Paris is, at the best of times, not an easy city to drive around. But if you don’t mind a bit of a brain workout, there’s something to be said for travelling around it in your own little vehicular cocoon. For us Brits, used to crawling around grotty and traffic-stained bits of London at a snail’s pace, suddenly finding yourself enveloped by Paris’s grand, Haussman-designed buildings feels like stepping into Chanel after years of shopping at BHS.
The Ariya suddenly feels very at home. Bathed in light from the panoramic roof, the interior starts to look more designer hotel than car. Unapologetically futuristic it may be, but it probably wouldn’t look out of place dropping off Birkin bag-clutching bourgeoisie-types on the Champs-Elysees.
Nissan Ariya France Adventure (Jon Reay)Sadly that’s not us – and anyway, before we get near Paris’s most famous shopping street, we have to navigate around the nightmarish gyratory at its summit: the Arc de Triomphe.
The real triomphe here is getting your car around it unscathed: it’s the only roundabout I can think of with 12 different exits, nearly as many lanes, and no particular rules as to how to get around it.
Suddenly the instant acceleration and all-wheel-drive of the Ariya starts to come in handy. Darting around merging taxis, scooters and dawdling rental cars, we eventually escape at near enough the correct exit. Win some, lose some.

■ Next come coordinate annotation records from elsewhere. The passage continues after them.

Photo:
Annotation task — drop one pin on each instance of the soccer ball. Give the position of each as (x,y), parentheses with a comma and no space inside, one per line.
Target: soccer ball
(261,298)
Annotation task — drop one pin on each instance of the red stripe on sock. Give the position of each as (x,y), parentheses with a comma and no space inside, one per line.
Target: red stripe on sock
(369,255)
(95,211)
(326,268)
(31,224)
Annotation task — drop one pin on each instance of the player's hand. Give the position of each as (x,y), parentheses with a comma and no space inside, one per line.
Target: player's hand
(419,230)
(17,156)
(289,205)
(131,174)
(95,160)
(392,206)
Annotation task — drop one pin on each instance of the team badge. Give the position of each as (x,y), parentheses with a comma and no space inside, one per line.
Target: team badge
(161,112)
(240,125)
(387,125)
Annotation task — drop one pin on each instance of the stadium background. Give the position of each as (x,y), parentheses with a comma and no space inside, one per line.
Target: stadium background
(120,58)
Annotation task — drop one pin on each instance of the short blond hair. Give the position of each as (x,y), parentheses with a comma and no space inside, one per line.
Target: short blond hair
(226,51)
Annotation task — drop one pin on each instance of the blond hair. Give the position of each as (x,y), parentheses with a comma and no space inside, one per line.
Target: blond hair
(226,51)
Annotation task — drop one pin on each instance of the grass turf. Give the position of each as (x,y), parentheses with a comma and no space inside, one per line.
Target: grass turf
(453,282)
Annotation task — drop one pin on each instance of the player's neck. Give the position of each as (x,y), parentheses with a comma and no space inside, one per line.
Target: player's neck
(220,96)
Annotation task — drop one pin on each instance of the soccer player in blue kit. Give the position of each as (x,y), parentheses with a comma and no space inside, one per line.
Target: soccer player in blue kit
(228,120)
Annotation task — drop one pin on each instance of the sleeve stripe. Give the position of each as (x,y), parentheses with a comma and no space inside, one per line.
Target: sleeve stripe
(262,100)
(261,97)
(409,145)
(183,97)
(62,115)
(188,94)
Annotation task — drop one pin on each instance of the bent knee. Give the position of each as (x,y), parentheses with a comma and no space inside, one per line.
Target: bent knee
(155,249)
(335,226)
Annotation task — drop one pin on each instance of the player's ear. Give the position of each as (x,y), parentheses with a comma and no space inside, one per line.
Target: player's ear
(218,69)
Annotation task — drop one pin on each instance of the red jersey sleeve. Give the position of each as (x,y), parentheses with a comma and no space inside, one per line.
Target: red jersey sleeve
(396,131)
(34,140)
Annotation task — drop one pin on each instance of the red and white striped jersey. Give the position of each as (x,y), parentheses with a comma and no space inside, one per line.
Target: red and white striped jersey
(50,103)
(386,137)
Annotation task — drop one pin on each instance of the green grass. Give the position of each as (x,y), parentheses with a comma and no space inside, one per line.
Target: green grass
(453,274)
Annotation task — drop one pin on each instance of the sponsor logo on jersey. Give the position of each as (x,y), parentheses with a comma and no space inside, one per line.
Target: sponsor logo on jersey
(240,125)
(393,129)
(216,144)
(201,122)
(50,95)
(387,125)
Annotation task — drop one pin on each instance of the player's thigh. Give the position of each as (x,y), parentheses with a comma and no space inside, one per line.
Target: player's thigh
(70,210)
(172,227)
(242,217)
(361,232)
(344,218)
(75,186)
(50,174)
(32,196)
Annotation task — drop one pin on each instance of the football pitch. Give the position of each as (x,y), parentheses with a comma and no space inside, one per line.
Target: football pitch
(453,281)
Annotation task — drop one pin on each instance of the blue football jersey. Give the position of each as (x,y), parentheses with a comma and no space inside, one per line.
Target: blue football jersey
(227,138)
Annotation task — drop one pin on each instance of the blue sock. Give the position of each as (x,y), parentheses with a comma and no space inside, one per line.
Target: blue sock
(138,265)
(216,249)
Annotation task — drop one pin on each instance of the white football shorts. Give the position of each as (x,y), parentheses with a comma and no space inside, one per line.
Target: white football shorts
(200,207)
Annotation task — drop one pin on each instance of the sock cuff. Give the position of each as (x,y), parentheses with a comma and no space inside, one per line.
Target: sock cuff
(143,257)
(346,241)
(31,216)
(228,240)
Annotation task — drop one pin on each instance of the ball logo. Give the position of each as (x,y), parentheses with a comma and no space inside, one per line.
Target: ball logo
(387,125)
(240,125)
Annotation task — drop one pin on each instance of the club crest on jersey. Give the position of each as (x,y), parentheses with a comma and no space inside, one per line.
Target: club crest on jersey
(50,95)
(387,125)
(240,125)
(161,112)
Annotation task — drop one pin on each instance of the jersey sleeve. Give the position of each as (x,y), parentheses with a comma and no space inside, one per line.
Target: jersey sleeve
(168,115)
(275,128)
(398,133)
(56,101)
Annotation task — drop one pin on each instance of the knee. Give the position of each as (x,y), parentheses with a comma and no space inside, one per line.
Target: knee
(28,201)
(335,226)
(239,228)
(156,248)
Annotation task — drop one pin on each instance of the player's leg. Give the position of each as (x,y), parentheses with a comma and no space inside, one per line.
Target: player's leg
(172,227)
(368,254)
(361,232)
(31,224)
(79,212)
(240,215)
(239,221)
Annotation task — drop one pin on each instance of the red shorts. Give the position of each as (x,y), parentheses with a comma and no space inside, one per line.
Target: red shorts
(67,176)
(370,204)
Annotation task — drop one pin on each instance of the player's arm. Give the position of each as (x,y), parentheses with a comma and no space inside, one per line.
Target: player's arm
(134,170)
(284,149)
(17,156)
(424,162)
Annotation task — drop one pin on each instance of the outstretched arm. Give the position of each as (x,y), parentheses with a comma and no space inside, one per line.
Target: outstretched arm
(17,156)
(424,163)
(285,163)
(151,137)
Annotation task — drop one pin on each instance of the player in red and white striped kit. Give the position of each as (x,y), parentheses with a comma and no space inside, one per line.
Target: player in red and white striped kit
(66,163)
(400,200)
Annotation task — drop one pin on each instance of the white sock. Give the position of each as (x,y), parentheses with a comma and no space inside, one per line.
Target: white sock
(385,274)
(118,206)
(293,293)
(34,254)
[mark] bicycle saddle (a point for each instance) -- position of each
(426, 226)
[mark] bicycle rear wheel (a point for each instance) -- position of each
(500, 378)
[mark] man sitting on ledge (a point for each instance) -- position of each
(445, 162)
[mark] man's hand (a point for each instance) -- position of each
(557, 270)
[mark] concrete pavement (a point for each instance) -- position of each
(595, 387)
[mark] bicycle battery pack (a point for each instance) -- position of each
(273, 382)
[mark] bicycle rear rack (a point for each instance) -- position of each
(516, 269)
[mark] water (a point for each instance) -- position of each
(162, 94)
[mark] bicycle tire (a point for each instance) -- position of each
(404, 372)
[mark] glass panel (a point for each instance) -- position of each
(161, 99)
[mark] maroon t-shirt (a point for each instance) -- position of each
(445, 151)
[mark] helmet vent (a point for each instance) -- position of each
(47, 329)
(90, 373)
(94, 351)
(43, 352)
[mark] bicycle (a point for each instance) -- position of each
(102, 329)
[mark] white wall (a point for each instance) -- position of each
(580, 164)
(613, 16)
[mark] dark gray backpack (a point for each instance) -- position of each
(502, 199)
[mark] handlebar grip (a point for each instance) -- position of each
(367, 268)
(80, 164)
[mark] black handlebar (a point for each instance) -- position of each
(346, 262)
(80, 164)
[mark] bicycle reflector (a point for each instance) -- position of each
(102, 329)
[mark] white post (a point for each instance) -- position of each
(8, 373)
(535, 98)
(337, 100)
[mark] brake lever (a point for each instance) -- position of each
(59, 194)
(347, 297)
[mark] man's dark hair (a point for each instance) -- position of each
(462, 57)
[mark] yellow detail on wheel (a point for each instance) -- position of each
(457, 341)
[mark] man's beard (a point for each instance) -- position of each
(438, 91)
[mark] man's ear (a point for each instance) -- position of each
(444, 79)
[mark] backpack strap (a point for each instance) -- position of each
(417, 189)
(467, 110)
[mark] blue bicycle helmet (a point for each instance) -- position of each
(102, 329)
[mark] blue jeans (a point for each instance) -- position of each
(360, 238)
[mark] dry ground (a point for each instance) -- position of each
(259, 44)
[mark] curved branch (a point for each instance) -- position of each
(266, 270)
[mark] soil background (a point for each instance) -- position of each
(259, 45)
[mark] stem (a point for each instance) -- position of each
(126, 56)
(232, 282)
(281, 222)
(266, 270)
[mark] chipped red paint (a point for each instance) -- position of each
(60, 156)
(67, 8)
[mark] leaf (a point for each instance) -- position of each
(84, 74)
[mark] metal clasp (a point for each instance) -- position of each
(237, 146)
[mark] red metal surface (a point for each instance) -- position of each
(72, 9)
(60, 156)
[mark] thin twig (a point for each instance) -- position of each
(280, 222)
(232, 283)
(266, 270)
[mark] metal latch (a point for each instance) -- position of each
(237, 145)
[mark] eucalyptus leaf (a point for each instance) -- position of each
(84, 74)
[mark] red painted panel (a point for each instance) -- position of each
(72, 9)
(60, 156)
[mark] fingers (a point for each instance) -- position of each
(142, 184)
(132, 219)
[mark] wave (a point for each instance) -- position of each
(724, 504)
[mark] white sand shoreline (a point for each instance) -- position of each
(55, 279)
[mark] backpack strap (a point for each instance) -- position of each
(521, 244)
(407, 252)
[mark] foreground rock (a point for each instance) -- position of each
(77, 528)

Nissan Ariya France Adventure (Jon Reay)The touristy suburb of Montmartre now beckons. If you’ve seen the film Amelie, this is the sort of Paris you probably have in mind: cobbled roads, wysteria-clad buildings and old fashioned cafe-bars that spill out onto the pavements.
It’s not just acquaintances sipping cognac that line these streets though: conveniently for us there’s also a handful of electric car chargers. Another swipe of the magic Octopus card takes care of electricity and parking charges for the day, and we’re free to toddle off to our overnight accommodation and drink in the sights of the Sacre Coeur basilica above us.
24 hours later, with a day’s shopping and sightseeing under our belts, it was time to wave Paris a fond farewell. Cruising along the boulevards that bank the river Seine, it occurs to me that soon, this sort of car journey into the French capital will be the only type that’s allowed.
Nissan Ariya France Adventure (Jon Reay)France is already quite militant with its clean air zones, and by 2030 electric cars like the Ariya will be the only ones allowed in Paris, with other cities likely to follow.
So does that, as the Northamptonshire man predicted, spell an end to those traditional driving holidays across the English Channel? Pulling into get our final electricity top up before Calais – at yet again, a brand new EV hub devoid of any customers – I’m now much less worried about what the future holds.
Of the half a dozen chargers we’ve come across on this trip, every one has worked flawlessly. There’s been no queue. They’ve even been quite cheap, thanks to some French electricity subsidies: to fully charge our Ariya at an Ionity charger in France would cost £44, compared to £64 at an identical charger in Britain. If anything, it’s been less stressful driving an EV in France than back in the UK.
So there you have it: you can have a relaxed, electric-powered trip to Paris, and you don’t need to get on a Eurostar to do it. And as for the Ariya, I can’t think of a better car to choose to do it in.